Thursday, 19 November 2015

ISIS Is Developing Chemical Weapons Using Scientists From Iraq And Syria, US Intelligence Officials Warn

The Islamic State group, also known as ISIS, is pursuing development of chemical weapons, setting up a branch dedicated to research and experiments with the help of scientists from Iraq and Syria, Iraqi and US intelligence officials to The Associated Press on Thursday.

Their quest raises a worrying scenario for the West, given the group's determination to strike major cities. On Thursday, French Prime Minister Manuel Valls warned that Islamic extremists might at some point use chemical or biological weapons.

"Terrorism hit France not because of what it is doing in Iraq and Syria... but for what it is," Valls told the French Parliament. "We know that there could also be a risk of chemical or biological weapons," he added, though he did not talk of a specific threat.

US intelligence officials don't believe Isis has the capability to develop sophisticated weapons like nerve gas that are most suited for a terrorist attack on a civilian target. So far the group has used mustard gas on the battlefield in Iraq and Syria.

But Iraqi officials expressed concern that the large safe haven the extremists control since overrunning parts of Iraq and Syria last year has left Iraqi authorities largely in the dark over the militant's programme. "They now have complete freedom to select locations for their labs and production sites and have a wide range of experts, both civilians and military, to aid them," a senior Iraqi intelligence official told AP.

The official, like others from the Iraqi and US intelligence agencies who have first-hand knowledge of the Isis chemical weapons programme, spoke on condition of anonymity to discuss the sensitive information. 

So far, the only overt sign of the group's chemical weapons program has been the apparent use of mustard gas against Iraqi Kurdish fighters and in Syria. In mortars that hit Kurdish forces in northern Iraq earlier this year, preliminary tests by the US showed traces of the chemical agent sulfur mustard.

Iraqi authorities clearly fear the use could be expanded. Over the summer, Iraq's military distributed gas masks to troops deployed west and north of Baghdad, one general told the AP. 

A senior officer in Salahuddin province, north of Baghdad, said 25 percent of the troops deployed there were equipped with masks. More recently, Iraq's military received from Russia 1,000 protective suits against chemical attacks, said Hakim al-Zamili, the head of the Iraqi parliament's security and defense committee.

Isis has set up a branch tasked with pursuing chemical weapons, according to a senior Iraqi military intelligence officer and two officials from another Iraqi intelligence agency.

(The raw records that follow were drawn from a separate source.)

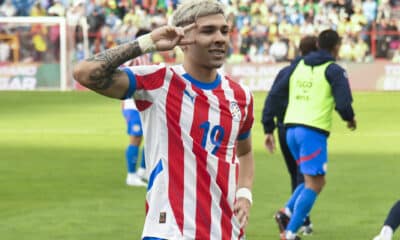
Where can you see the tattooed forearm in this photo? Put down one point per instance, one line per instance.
(102, 77)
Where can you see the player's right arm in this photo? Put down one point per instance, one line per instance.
(100, 73)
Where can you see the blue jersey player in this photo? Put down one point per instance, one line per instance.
(313, 87)
(135, 132)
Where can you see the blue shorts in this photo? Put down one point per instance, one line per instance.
(309, 149)
(133, 123)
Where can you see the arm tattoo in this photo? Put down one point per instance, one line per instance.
(110, 60)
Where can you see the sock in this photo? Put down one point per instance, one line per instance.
(143, 163)
(131, 155)
(393, 219)
(293, 198)
(303, 206)
(307, 221)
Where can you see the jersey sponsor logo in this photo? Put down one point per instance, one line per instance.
(190, 95)
(235, 111)
(136, 128)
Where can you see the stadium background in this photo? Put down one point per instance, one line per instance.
(61, 176)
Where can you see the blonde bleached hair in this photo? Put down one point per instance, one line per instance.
(190, 10)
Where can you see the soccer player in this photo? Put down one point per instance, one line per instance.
(134, 128)
(135, 133)
(307, 45)
(313, 87)
(197, 125)
(391, 223)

They wouldn't give details of the program, including how many personnel it is believed to have or its budget.

But al-Zamili, citing intelligence reports he has access to, told the AP that the group has managed to attract chemical experts from abroad as well as Iraqi experts, including ones who once worked for Saddam Hussein's now-dissolved Military Industrialisation Authority. The foreigners include experts from Chechnya and southeast Asia, the Iraqi intelligence officials said.

Isis recently moved its research labs, experts and materials from Iraq to "secured locations" inside Syria, al-Zamili added — apparently out of concern of an eventual assault on Mosul, Iraq's second largest city, captured by Isis in the summer of 2014. "Daesh is working very seriously to reach production of chemical weapons, particularly nerve gas," al-Zamili said, using an Arabic acronym for the group. "That would threaten not just Iraq but the whole world."

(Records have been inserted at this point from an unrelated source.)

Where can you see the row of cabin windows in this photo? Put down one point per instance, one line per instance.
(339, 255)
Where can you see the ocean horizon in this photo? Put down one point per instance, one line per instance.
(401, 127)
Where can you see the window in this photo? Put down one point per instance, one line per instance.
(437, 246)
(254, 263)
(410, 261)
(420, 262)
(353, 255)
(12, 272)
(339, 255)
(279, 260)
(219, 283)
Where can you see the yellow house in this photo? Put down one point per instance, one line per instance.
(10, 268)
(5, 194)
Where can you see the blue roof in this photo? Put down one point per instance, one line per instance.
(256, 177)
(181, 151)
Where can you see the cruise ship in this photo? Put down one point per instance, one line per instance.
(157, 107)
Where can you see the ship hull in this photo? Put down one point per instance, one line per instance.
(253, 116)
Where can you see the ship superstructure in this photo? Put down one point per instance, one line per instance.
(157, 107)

Still, US intelligence officials say they don't believe Isis has the technological capability to produce nerve gas or biological agents, and that the militants were more likely to harm themselves trying to make them. A European official privy to intelligence on the extemist group's programmes agreed, saying so far even Isis production of mustard gas was in small quantities and of low quality.

Retired Lt. Gen. Richard Zahner, who was the top American military intelligence officer in Iraq in 2005 and 2006 and went on to lead the National Security Agency's electronic spying arm, noted that al-Qaida tried for two decades to develop chemical weapons and didn't succeed, showing the technical and scientific difficulties.

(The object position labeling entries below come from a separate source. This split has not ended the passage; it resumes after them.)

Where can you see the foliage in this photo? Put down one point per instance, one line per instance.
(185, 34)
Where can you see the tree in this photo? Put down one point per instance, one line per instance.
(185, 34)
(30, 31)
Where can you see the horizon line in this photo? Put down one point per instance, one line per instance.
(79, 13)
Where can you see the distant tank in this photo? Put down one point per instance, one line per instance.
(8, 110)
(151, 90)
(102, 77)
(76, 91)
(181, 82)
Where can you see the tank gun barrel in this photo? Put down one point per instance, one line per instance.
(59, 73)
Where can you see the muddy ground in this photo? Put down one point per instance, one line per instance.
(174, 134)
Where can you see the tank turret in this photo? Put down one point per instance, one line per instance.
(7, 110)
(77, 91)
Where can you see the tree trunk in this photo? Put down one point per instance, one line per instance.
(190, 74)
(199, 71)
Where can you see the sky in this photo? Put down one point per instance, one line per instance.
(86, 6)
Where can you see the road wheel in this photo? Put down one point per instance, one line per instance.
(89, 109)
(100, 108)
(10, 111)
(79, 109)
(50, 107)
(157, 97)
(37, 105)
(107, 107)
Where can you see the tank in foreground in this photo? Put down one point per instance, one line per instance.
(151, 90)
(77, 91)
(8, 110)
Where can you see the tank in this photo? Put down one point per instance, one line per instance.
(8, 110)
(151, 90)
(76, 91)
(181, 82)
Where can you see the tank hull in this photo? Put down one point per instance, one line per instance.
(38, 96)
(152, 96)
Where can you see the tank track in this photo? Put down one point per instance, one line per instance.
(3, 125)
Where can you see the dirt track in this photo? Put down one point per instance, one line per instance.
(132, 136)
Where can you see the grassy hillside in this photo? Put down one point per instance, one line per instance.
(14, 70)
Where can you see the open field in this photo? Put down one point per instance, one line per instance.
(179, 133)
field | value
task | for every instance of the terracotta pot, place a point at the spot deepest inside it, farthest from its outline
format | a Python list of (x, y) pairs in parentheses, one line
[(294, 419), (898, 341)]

However, he said, US intelligence agencies have consistently underestimated the Islamic State group, which has shown itself to be more capable and innovative than al-Qaida and has greater financial resources. 

Given that and its inheritance of Saddam-era experts, he said, it could realistically reach a "limited" programme for battlefield uses. "Even a few competent scientists and engineers, given the right motivation and a few material resources, can produce hazardous industrial and weapons-specific chemicals in limited quantities," Zahner said.